Tropical forest birds, which tend to have wings that are short and round relative to their body length and shape, are more sensitive to habitat fragmentation than the long-, slender-winged species common in temperate forests, according to an international collaboration that included scientists from Oregon State University.
OSU’s Matt Betts and Christopher Wolf teamed with 14 other authors to analyze the wings of more than 1,000 species worldwide in a study led by Thomas Weeks of Imperial College London and published in Nature Ecology and Evolution.
The research builds on a 2019 study that was led by Betts and Wolf and published in Science. That paper had shown that the nearer a forest species lives to the equator, where animals evolved in environments that weren’t subject to large-scale habitat-altering events like fires and storms, the less well equipped the species is to adapt to current human-caused forest fragmentation.

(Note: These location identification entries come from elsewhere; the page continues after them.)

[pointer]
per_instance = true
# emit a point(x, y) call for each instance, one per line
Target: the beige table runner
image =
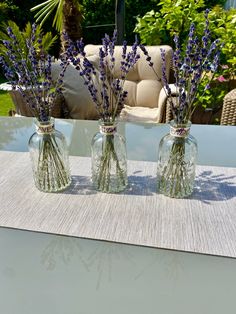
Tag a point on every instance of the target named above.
point(205, 223)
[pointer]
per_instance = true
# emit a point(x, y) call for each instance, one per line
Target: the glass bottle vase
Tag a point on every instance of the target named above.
point(49, 156)
point(177, 161)
point(109, 161)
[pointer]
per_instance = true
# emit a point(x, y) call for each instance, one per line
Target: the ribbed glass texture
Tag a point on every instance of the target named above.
point(176, 162)
point(109, 161)
point(49, 156)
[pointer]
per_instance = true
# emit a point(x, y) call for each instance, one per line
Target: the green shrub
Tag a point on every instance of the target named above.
point(175, 17)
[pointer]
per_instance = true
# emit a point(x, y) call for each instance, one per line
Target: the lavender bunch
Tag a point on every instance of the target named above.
point(106, 90)
point(30, 72)
point(195, 65)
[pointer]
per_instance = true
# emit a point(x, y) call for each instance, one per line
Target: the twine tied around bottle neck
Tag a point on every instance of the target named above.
point(108, 129)
point(179, 131)
point(45, 128)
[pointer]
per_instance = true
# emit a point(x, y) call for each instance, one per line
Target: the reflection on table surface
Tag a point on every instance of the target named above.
point(216, 143)
point(51, 274)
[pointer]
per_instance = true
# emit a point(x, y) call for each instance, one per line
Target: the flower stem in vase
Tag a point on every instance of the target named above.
point(109, 166)
point(176, 164)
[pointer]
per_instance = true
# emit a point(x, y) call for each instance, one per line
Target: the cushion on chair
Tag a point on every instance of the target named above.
point(141, 83)
point(77, 97)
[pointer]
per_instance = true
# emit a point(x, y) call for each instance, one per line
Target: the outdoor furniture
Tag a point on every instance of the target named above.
point(146, 99)
point(228, 116)
point(136, 252)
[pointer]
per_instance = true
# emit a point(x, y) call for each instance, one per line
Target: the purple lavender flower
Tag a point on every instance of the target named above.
point(30, 73)
point(105, 89)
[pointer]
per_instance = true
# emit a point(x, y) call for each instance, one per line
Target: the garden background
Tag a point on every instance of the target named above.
point(155, 22)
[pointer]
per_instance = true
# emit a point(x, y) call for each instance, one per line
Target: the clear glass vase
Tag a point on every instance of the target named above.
point(177, 161)
point(49, 156)
point(109, 161)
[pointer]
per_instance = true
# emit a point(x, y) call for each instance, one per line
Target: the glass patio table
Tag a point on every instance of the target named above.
point(62, 273)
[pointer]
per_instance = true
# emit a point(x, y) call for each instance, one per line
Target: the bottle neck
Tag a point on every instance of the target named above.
point(179, 130)
point(45, 127)
point(108, 129)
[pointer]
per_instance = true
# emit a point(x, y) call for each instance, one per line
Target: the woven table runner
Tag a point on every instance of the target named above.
point(203, 223)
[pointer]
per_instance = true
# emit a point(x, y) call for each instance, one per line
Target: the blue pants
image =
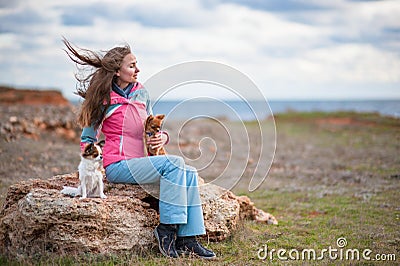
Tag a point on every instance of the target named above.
point(180, 201)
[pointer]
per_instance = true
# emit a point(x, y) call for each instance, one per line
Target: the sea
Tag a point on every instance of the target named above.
point(255, 110)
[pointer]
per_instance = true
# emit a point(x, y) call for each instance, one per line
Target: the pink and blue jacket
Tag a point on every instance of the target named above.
point(123, 126)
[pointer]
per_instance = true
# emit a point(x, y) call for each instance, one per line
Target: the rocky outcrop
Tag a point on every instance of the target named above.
point(32, 121)
point(29, 113)
point(37, 219)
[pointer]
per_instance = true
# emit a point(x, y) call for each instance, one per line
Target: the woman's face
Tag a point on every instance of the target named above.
point(128, 71)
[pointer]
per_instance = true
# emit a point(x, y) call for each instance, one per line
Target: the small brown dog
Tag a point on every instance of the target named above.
point(152, 126)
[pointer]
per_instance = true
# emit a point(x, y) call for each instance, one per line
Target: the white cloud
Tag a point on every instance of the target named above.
point(288, 54)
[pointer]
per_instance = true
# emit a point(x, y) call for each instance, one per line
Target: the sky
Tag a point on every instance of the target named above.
point(294, 49)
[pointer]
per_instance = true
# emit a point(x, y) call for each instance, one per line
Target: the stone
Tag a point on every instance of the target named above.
point(36, 219)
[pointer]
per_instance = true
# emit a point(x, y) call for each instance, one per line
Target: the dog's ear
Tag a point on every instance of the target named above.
point(149, 118)
point(161, 117)
point(101, 143)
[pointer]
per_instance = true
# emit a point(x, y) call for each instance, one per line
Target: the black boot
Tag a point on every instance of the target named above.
point(165, 235)
point(190, 246)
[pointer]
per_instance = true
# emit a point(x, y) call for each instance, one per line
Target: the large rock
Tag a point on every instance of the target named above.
point(37, 219)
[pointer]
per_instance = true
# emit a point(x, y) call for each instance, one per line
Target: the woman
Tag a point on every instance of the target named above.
point(116, 104)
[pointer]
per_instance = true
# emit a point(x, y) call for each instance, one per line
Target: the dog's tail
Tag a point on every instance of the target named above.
point(72, 191)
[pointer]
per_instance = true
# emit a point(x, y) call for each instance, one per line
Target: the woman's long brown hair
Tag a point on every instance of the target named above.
point(95, 87)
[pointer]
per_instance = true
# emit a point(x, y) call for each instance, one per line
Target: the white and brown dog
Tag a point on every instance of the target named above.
point(90, 176)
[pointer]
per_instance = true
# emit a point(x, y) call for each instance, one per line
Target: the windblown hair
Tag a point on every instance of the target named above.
point(95, 87)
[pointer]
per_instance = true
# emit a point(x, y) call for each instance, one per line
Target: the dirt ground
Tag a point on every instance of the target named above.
point(327, 153)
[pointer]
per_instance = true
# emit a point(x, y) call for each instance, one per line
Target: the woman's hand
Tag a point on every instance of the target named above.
point(157, 141)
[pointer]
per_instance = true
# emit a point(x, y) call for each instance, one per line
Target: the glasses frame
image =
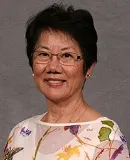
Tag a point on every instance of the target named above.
point(78, 58)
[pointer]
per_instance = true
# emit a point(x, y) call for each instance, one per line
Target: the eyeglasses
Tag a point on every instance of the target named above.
point(64, 58)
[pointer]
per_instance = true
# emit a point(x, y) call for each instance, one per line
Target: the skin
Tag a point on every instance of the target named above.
point(65, 101)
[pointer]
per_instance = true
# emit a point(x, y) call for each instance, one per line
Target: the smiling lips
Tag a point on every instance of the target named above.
point(54, 82)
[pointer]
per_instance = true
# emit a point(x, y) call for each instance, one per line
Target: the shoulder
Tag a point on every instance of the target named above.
point(109, 130)
point(27, 122)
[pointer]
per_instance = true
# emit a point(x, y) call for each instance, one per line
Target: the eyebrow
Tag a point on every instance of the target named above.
point(45, 47)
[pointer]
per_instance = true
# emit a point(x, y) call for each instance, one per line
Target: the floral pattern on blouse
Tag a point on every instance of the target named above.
point(95, 140)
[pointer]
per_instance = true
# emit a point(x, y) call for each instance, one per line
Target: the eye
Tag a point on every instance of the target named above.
point(43, 54)
point(67, 55)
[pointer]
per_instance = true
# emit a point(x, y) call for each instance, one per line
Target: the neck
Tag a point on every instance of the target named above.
point(66, 111)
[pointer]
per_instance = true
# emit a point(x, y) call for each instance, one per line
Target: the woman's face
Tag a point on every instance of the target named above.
point(57, 81)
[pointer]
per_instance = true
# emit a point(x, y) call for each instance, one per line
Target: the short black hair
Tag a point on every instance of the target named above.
point(76, 23)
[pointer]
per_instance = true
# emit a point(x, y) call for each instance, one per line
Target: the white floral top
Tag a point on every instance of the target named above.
point(33, 139)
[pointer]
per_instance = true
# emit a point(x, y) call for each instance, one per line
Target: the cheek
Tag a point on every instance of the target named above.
point(76, 73)
point(38, 69)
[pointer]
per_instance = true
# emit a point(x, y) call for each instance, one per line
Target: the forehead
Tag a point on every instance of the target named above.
point(53, 39)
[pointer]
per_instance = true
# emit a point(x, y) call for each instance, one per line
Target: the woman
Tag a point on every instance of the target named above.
point(62, 51)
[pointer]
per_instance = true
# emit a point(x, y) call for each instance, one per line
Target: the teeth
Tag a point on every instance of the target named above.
point(55, 82)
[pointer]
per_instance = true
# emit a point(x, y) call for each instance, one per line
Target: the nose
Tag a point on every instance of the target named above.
point(54, 65)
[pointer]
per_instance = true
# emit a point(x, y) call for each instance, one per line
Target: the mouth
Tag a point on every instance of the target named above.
point(54, 82)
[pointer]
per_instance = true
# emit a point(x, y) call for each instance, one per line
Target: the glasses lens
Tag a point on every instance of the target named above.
point(43, 56)
point(67, 58)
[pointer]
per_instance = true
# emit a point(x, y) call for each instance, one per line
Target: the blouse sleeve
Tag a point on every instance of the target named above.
point(9, 149)
point(112, 150)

The wing study provides solid evidence for the idea that forest birds in the lower latitudes — the bare-faced ibis, the blue and gold macaw, the green honeycreeper, the Malaysian rail babbler and many other colorful, and colorfully named, species — aren’t good at relocating when their habitat gets broken up because they weren’t required to evolve in ways that would make it easy to get to new areas, Betts said.

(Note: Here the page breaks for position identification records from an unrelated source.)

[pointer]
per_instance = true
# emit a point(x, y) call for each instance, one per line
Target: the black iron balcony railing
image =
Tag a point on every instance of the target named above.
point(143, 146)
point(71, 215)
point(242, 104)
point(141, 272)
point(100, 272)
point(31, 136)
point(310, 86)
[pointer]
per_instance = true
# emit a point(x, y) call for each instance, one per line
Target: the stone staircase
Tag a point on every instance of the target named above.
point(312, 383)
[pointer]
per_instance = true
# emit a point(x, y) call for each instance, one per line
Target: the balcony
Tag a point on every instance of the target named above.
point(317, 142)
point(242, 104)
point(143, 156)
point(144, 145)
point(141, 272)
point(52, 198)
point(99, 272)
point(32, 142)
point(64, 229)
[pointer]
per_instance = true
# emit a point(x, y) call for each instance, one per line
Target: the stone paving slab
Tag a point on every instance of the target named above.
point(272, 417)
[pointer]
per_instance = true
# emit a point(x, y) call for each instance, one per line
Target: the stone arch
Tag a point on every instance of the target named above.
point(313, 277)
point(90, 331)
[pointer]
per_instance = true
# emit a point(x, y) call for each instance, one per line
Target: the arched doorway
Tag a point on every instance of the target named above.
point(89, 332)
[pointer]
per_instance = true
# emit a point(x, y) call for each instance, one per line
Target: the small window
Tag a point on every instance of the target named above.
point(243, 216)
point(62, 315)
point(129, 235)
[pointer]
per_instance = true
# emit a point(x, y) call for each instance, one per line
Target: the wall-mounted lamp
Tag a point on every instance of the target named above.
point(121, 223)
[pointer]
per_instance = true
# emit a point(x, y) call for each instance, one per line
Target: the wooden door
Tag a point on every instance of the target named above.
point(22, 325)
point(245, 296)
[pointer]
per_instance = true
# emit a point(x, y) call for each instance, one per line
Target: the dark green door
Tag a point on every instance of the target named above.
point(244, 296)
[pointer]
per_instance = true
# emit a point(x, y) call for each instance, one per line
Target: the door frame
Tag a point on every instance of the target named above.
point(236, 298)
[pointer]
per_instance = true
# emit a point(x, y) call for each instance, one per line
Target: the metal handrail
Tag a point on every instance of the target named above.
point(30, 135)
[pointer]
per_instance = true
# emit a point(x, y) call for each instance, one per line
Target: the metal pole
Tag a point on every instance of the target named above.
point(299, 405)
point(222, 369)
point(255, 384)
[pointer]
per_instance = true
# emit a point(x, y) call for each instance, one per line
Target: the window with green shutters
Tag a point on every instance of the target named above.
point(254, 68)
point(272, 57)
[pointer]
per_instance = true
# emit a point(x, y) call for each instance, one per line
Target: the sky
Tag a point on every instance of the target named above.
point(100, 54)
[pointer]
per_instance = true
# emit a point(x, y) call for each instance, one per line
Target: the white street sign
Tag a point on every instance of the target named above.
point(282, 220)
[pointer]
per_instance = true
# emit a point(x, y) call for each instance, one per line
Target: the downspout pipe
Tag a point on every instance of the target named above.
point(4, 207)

“The new paper shows a strong latitudinal gradient in birds’ ability to disperse — i.e., move around to find a new place to live,” said Betts, a professor of landscape ecology in the OSU College of Forestry. “Birds toward the poles tend to be better movers, with longer, narrower wings that are better suited to long-distance flight.”

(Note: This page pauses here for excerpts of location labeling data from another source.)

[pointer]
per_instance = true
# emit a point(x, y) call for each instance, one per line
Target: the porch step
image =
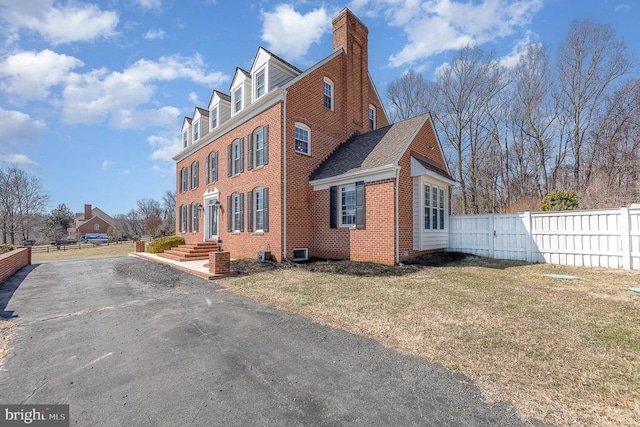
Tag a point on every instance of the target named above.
point(199, 251)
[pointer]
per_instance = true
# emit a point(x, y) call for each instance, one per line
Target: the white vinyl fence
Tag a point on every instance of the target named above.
point(598, 238)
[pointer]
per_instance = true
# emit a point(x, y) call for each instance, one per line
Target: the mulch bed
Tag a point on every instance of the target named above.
point(353, 268)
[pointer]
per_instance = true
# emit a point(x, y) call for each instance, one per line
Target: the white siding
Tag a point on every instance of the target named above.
point(604, 238)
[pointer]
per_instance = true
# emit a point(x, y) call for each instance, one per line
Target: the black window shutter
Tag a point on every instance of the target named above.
point(265, 138)
point(249, 211)
point(360, 205)
point(265, 195)
point(241, 201)
point(249, 153)
point(333, 207)
point(214, 178)
point(241, 142)
point(229, 212)
point(207, 167)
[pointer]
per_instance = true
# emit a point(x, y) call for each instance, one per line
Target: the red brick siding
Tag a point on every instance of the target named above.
point(13, 261)
point(426, 145)
point(244, 244)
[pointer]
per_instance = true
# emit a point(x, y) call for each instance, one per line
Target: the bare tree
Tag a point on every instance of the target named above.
point(22, 201)
point(407, 96)
point(590, 61)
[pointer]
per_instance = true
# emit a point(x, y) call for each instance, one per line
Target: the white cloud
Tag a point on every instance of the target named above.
point(18, 159)
point(17, 126)
point(155, 35)
point(291, 34)
point(150, 4)
point(59, 23)
point(30, 75)
point(436, 26)
point(164, 148)
point(119, 97)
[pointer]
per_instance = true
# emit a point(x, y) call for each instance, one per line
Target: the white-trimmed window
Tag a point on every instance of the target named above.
point(327, 98)
point(195, 179)
point(347, 205)
point(212, 169)
point(260, 84)
point(258, 210)
point(237, 100)
point(195, 208)
point(434, 207)
point(235, 202)
point(302, 139)
point(196, 131)
point(258, 148)
point(184, 179)
point(372, 117)
point(183, 218)
point(213, 117)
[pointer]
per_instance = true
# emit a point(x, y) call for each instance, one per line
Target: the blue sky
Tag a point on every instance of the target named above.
point(93, 94)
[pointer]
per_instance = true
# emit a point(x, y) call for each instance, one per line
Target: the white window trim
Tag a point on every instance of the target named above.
point(234, 99)
point(305, 127)
point(212, 116)
point(375, 117)
point(333, 93)
point(254, 78)
point(340, 188)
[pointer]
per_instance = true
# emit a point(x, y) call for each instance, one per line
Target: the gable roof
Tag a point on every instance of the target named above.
point(372, 150)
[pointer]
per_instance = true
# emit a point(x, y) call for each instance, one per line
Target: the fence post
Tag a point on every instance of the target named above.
point(528, 244)
point(625, 238)
point(492, 235)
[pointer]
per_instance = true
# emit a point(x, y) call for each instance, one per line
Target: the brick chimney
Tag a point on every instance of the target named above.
point(353, 36)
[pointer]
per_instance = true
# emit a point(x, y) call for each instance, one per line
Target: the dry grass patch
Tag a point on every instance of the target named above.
point(564, 351)
point(100, 251)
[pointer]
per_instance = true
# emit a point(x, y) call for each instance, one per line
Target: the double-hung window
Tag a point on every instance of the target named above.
point(213, 116)
point(237, 100)
point(183, 218)
point(184, 179)
point(434, 207)
point(372, 117)
point(195, 179)
point(258, 210)
point(327, 99)
point(260, 85)
point(302, 139)
point(235, 202)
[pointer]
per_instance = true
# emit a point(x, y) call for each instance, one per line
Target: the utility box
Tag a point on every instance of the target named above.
point(264, 256)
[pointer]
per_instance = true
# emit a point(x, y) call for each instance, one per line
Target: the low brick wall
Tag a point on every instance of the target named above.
point(13, 261)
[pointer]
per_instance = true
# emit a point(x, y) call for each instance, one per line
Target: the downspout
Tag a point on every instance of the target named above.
point(284, 180)
point(397, 217)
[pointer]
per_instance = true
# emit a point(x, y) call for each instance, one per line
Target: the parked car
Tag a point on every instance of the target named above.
point(59, 242)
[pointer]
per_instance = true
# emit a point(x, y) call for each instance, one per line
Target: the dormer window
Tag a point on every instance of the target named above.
point(237, 100)
point(260, 87)
point(196, 131)
point(213, 116)
point(328, 94)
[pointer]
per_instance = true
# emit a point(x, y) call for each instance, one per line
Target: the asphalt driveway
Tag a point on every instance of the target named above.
point(128, 342)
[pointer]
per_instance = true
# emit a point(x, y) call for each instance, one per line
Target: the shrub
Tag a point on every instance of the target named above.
point(6, 247)
point(560, 200)
point(164, 243)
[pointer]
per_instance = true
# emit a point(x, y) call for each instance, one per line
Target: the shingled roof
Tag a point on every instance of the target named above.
point(381, 147)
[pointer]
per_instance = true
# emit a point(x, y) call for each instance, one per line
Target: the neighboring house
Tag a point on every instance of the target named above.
point(305, 164)
point(91, 221)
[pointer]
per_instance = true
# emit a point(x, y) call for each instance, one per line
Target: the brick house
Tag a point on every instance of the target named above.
point(305, 164)
point(92, 221)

Previously, the reason behind tropical birds’ comparative lack of dispersal skills had not been well understood, and there had also been some question as to whether a forest species’ ability to move around was all that important in terms of dealing with habitat fragmentation, Wolf said.
“It had been argued that species that don’t move much maybe tend to stay put just because they don’t care about losing pieces of their habitat or seeing it fragmented,” said Wolf, a postdoctoral researcher in the College of Forestry. “But we used a massive dataset that encompassed more than 1,000 birds globally to test whether birds with shorter, stubbier wings are more likely to be fragmentation sensitive, and whether this alone explains the latitudinal gradient we observed. In the end, there was strong support for the idea that birds that are good dispersers are less fragmentation sensitive.”
Examples of temperate forest birds more built for dispersal include woodpeckers, robins, jays, cardinals, owls, turkeys, hawks and eagles.
The Natural Environment Research Council, the UKRI Global Challenges Research Fund and the Natural Environment Research Council supported this research.
Also contributing to the study were scientists from Newcastle University; the University of Toulouse; Lancaster University; the Foundation for Ecodevelopment and Conservation; the Global Protect Oceans, Lands and Waters Program; the Nature Conservancy; the Swiss Ornithological Institute; Yale University; the University of Pretoria; the Centre for Conservation of Atlantic Forest Birds; the University of Queensland; and California State University, Los Angeles.